Parcellation, heterogeneity maps and inter-hemispheric connections

In these robustness analyses, we performed the BNM simulation-optimization using alternative modeling choices, including: i) the Schaefer-200 parcellation, ii) using T1w/T2w and FC G1 as the heterogeneity maps, iii) using T1w/T2w, FC G1, NMDA and GABA_A/BZ as the heterogeneity maps, and iv) including inter-hemispheric connections in the goodness-of-fit and cost calculations. To reduce the computational costs, these analyses were performed at the level of age groups by using age-group functional data and the template SC determining the connectivity of model nodes. Subsequently, we compared the goodness-of-fit measures as well as the $⟨I_i^E⟩$ age effect maps derived from these alternative models to the output of BNM simulation-optimization done with the default configurations on the same age-group-level data.
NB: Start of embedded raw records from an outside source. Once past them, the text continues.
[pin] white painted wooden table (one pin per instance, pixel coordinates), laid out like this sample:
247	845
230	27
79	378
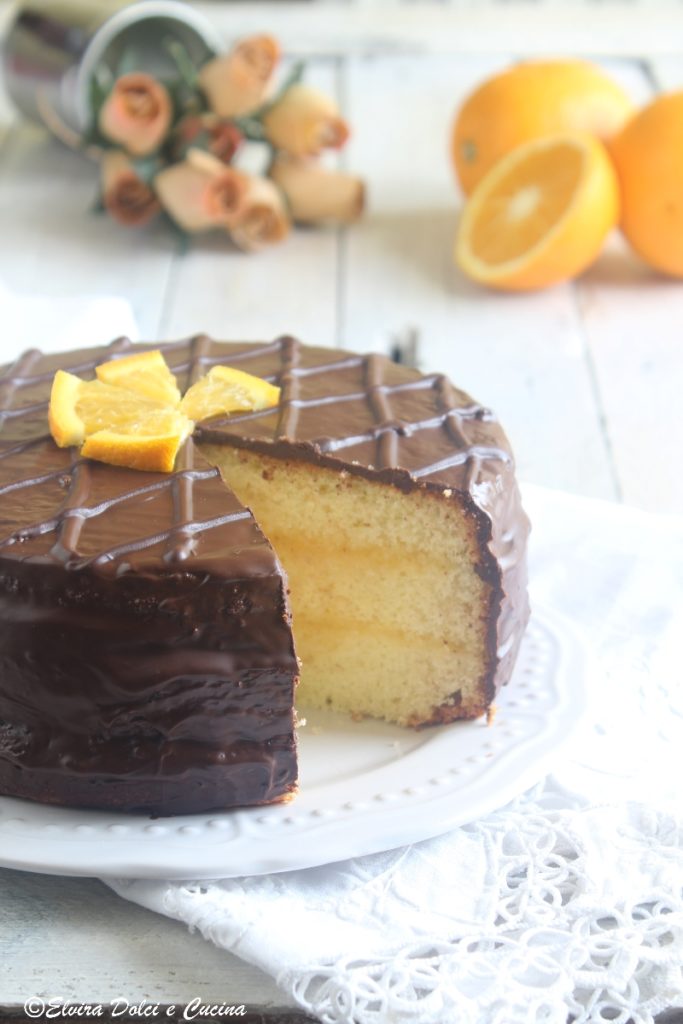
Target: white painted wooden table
587	377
Effects of Gaussian noise seed and inter-regional conduction delay

These analyses were performed at the level of individual subjects, by repeating the optimal simulation of each subject obtained in the main analyses with alternative configurations, including: i) using 50 different randomization seeds for generating the Gaussian noise injected into the model (Eq. 5, 6), and ii) adding conduction delay in the signal transmission between the model nodes. For the latter, delay was calculated as SC edge length obtained from the tractography of each subject, divided by a conduction velocity. For each subject we performed six alternative simulations with variable conduction velocities in the range of {1, …, 6} m/s. Of note, in simulations with conduction delay a recent history of $S_i^E$ in all nodes needs to be stored in memory, so that the input of node $j$ to node $i$ at time $t$ can be determined based on $S_j^E$ at ${delay}_{ij}$ time points ago. Accordingly, to reduce memory needed for storing this history, we performed these simulations by updating the global input to each node at intervals of 1 millisecond, instead of 0.1 milliseconds used in the main analyses. Subsequently, we calculated the goodness-of-fit measures of the alternative simulations to the empirical data of each subject and compared them with the goodness-of-fit measures of the main simulation. In addition, we calculated the ICC of $⟨I_i^E⟩$ between the main simulation and each of the alternative simulations. In the case of Gaussian noise seeds, we combined the goodness-of-fit as well as ICC measures of the 50 different seeds by taking their median.